# Who shot well and what class at Metropolis?



## J Whittington (Nov 13, 2009)

11th in semi gets u 0$ lol


----------



## Daniel Boone (May 31, 2002)

J Whittington said:


> 11th in semi gets u 0$ lol


Good shooting though. Tough class, way to many young guns with nothing else to do but shoot. LOL
DB


----------



## shootist (Aug 28, 2003)

Actually Jerry, I think you will get the last check. Good shooting. 

I couldn't recover from my 5 on yesterday's coyote and the one 14 I missed...


----------



## mathews-nut (Feb 2, 2006)

I think I shot well I shoot open c and I got 3rd on the simms with 18 up only shot thursday of the city shoot and got second. during the regular shoot I was 12 up only had 3 arrows that were not 10's or better just couldnt buy any more 12's on sunday just missed several. But I was happy with my execution and yardage I only missed one target on yardage just so happens it was my first target and got a nickel. Had a great time with the group of guys I shot with. 4 days in the 105 degree heat wore me out Im tired today.

Frank


----------



## ABTABB (Apr 4, 2007)

The Heat was Brutal DB.. 
I finished 5th in Open B..
My Wife finished 2nd in WK-40
(She missed 1st by a Bonus Ring)
A Friend finished 9th in Senior Open..


----------



## knox_nate (Dec 27, 2009)

3rd in Novice. 24 up with 13 rings.


----------



## photosbyapril (Jan 30, 2012)

My oldest daughter finished 3rd in youth girls.


----------



## 3rdplace (Jan 3, 2004)

I had one more twelve than Jerry. 10th in SP.


----------



## kevoswifey (Feb 14, 2012)

First in Women's Open B.


----------



## nathan185 (Jul 31, 2011)

5th in K-45. 32 Up 19 bonus rings. It was SUPER hot!!


----------



## Daniel Boone (May 31, 2002)

kevoswifey said:


> First in Women's Open B.


Congrats on taking home the gold.

DB


----------



## J Whittington (Nov 13, 2009)

I've shot at a total of 1 14 all year. Just not my game. Those suckers are gone next year!!!

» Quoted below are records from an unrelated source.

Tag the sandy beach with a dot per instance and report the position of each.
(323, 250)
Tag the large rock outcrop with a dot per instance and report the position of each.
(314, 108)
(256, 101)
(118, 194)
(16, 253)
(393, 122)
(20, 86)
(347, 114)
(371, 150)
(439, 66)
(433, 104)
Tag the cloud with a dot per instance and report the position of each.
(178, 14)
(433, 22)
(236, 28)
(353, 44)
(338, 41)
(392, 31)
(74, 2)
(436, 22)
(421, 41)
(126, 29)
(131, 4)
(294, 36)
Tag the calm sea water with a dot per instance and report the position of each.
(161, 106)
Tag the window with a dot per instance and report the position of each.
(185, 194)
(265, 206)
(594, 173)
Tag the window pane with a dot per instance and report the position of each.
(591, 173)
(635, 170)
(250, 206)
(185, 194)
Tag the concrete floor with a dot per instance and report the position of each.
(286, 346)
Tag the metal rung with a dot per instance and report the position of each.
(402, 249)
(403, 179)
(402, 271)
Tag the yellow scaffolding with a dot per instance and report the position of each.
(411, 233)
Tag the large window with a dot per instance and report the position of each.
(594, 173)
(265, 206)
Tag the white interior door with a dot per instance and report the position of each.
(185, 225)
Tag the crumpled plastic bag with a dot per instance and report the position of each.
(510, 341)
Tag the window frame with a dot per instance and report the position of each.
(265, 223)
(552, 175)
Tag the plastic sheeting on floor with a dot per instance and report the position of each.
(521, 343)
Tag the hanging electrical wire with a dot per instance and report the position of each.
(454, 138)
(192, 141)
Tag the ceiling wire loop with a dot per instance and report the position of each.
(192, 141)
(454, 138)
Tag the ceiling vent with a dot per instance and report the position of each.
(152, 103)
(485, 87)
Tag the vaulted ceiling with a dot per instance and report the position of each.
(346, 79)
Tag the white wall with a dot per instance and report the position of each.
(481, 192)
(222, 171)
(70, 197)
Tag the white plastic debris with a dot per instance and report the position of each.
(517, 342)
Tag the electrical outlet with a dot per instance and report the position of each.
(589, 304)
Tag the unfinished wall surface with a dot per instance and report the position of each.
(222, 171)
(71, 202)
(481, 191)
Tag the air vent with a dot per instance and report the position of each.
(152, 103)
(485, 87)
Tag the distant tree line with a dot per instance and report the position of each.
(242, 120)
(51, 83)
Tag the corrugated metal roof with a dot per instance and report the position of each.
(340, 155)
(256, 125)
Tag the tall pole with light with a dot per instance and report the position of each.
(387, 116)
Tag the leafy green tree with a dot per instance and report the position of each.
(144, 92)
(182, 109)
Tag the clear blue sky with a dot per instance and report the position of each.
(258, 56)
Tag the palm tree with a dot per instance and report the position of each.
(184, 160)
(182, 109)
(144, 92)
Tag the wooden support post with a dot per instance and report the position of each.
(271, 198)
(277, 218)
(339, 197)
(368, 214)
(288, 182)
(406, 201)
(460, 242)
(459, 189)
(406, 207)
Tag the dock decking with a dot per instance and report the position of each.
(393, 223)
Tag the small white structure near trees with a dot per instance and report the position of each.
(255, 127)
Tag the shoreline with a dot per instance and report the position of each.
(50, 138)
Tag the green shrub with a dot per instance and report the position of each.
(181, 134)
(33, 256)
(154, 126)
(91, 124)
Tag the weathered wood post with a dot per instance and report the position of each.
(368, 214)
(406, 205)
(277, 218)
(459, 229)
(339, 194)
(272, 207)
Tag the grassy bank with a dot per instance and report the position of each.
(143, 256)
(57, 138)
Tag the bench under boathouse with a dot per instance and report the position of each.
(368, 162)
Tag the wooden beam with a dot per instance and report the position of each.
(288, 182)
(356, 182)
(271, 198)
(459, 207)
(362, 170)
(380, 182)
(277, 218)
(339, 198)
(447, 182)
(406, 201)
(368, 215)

Sunday was fun. I hit a moth sitting in the 12 ring on a long Wolf I jokingly said that moth is suicidal. Had no idea that I would hit it. Shot clean no 8s. Not many 12s. Here is the kicker, I didn't shoot my wrist strap, I shot a hinge. 
Great shooting by FROTO. Aka Fryfoggle and tommy ulmer.


----------



## smokin12ring (Dec 4, 2002)

Shot 14 down Saturday and 12 up Sunday to finish 19th in open A. Did essentially same thing in Kentucky 11 down Saturday and 12 up Sunday. Maybe my 3rd ASA I can put 2 good days together 

Sent from my C771 using Tapatalk 2


----------



## Garceau (Sep 3, 2010)

Finally shot well.

Best ever but i left a lot of points out there. Was a little too conservative.

Open c

Sent from my Motorola Electrify using Tapatalk 2


----------



## travis gross (Feb 19, 2006)

my sons calvin and dylan gross shot 4th and 2nd ,also my wife jessica gross won her 2nd in a row with a score of 426 in the bow hunter class.


----------



## kevoswifey (Feb 14, 2012)

travis gross said:


> my sons calvin and dylan gross shot 4th and 2nd ,also my wife jessica gross won her 2nd in a row with a score of 426 in the bow hunter class.


Great shooting for the whole family! Gotta love it. Congrats to all of you.


----------



## JBI60X (Mar 24, 2012)

My son Josh Isenhoff shot pretty well in youth pins. He shot 7 down first 20 then came back with a 12 up last 20 for 3rd place. He shot the sims Sunday and shot 3 up to take 1st n youth pins. I was proud he has only been shooting for 4 months. Also would like to congradulate all the shooters for putting together some great scores for conditons they had to shoot in. See ya'll at the classic.


----------



## SET THE HOOK (Dec 30, 2004)

I sucked in open B , shot good judged bad. It was my first ASA i didn't expect much. Known day i did ok.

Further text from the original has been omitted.